Donald Trump se conforma con hacer el signo de la victoria, aunque su derrota sea de las que escuecen. La retirada de las tropas de Estados Unidos de la región siria fronteriza con Turquía, decretada por Trump tras una llamada telefónica de Erdogan, está ya inscrita en los anales de la traición y de la infamia, aunque el insensato presidente se enorgullezca de la obtención de una tregua de cinco días por parte de las tropas turcas, con la que pretende haber salvado “millones de vidas”.
Cinco horas duró la conversación entre el vicepresidente Mike Pence, enviado por Trump, y el presidente Erdogan, para enmendar el desastre de la desbandada estadounidense. A cambio de un alto el fuego apenas obedecido —al día siguiente todavía seguían los bombardeos turcos sobre territorio kurdo—, Trump se comprometió a renunciar a las sanciones comerciales con las que anduvo amenazando a Erdogan por su desconsiderada interpretación de la luz verde a la invasión de Siria.
El negocio para Ankara es formidable. Tal como ha destacado el republicano Mitt Romney, las 120 horas de alto el fuego decretadas tienen toda la apariencia de un ultimátum a las milicias kurdas para que se retiren de la franja fronteriza donde Erdogan está instalando las suyas. Turquía ahorrará esfuerzo bélico, y ambos bandos, bajas entre los combatientes, además del sufrimiento civil, pero militarmente es una bendición para el ejército turco. Tiene toda la lógica que el portavoz de Ankara rechace la idea de una tregua, solo admisible cuando se enfrentan ejércitos mutuamente reconocidos. Para Erdogan, las milicias kurdas son grupos terroristas a los que hay que exterminar. Y la región autónoma gobernada, bajo el nombre de Rojava, un pésimo ejemplo político a obliterar para que no cunda.

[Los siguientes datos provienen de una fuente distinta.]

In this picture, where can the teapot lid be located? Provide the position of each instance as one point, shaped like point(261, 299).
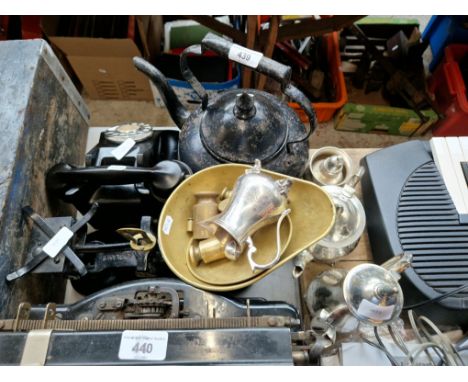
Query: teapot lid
point(372, 294)
point(243, 125)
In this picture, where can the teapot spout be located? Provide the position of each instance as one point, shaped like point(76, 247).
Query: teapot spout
point(178, 112)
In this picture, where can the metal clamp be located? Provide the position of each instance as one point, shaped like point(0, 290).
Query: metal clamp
point(140, 240)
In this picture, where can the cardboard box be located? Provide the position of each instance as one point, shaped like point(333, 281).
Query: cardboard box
point(105, 68)
point(385, 119)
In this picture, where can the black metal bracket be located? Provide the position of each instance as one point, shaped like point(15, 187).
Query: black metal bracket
point(28, 212)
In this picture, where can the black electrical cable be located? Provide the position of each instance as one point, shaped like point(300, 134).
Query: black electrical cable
point(382, 348)
point(436, 299)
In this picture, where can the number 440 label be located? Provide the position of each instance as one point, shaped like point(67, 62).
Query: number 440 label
point(143, 345)
point(245, 56)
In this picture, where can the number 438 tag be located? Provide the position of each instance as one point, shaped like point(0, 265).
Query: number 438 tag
point(143, 345)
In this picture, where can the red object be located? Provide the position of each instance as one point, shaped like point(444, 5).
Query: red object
point(326, 110)
point(449, 90)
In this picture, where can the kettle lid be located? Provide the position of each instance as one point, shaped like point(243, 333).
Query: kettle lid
point(241, 126)
point(372, 294)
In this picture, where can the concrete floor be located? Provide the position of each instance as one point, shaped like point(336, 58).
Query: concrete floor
point(111, 113)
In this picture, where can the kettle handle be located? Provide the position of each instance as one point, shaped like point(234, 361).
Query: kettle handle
point(254, 60)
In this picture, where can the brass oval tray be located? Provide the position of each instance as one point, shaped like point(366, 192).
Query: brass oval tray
point(226, 272)
point(312, 216)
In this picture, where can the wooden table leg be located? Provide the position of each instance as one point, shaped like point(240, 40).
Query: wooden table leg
point(251, 36)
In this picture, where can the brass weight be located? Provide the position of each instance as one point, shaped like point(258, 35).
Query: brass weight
point(209, 250)
point(206, 207)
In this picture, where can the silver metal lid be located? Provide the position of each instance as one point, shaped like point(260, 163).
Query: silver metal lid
point(330, 166)
point(372, 294)
point(350, 223)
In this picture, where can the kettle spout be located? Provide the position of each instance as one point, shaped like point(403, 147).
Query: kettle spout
point(178, 112)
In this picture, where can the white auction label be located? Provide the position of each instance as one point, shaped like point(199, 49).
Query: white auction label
point(116, 167)
point(375, 312)
point(55, 245)
point(245, 56)
point(143, 345)
point(167, 224)
point(121, 150)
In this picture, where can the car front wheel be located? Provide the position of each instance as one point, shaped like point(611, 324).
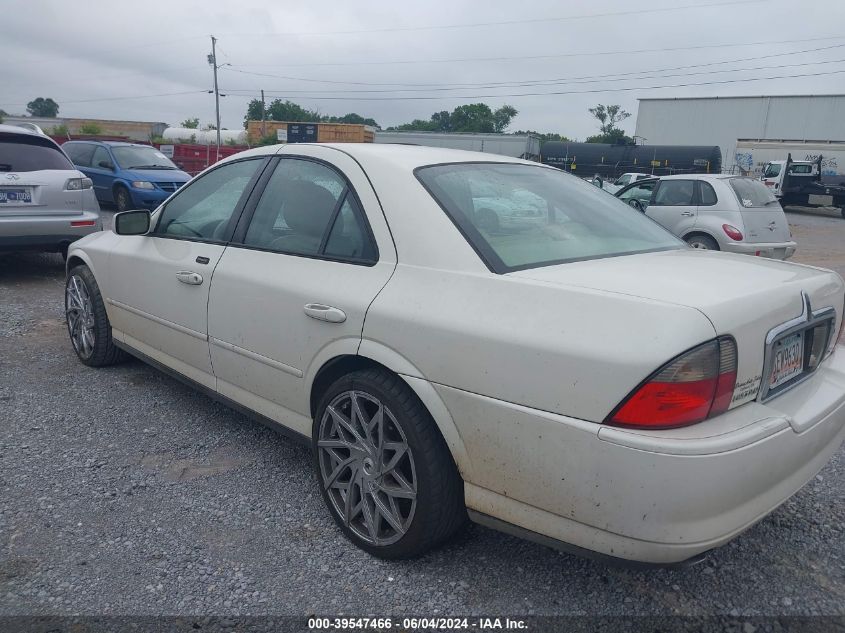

Para facilitar las cosas a Erdogan, Trump le ha escrito una carta que constituye una extravagante aportación a las relaciones internacionales, por su descabellada argumentación, su impericia diplomática e incluso sus afrentas al presidente turco, indignas del primer magistrado estadounidense y con seguridad perjudiciales para el prestigio de su país. Su destino ha sido la papelera. Trump compite consigo mismo en su degradación, cada vez más bajo, hasta destrozar la diplomacia estadounidense y el resto de prestigio que pudiera quedarle a la Casa Blanca. Empieza a intuirse el final: el mentiroso compulsivo caerá aplastado por el alud de sus mentiras, pero seguirá haciendo el signo de la victoria.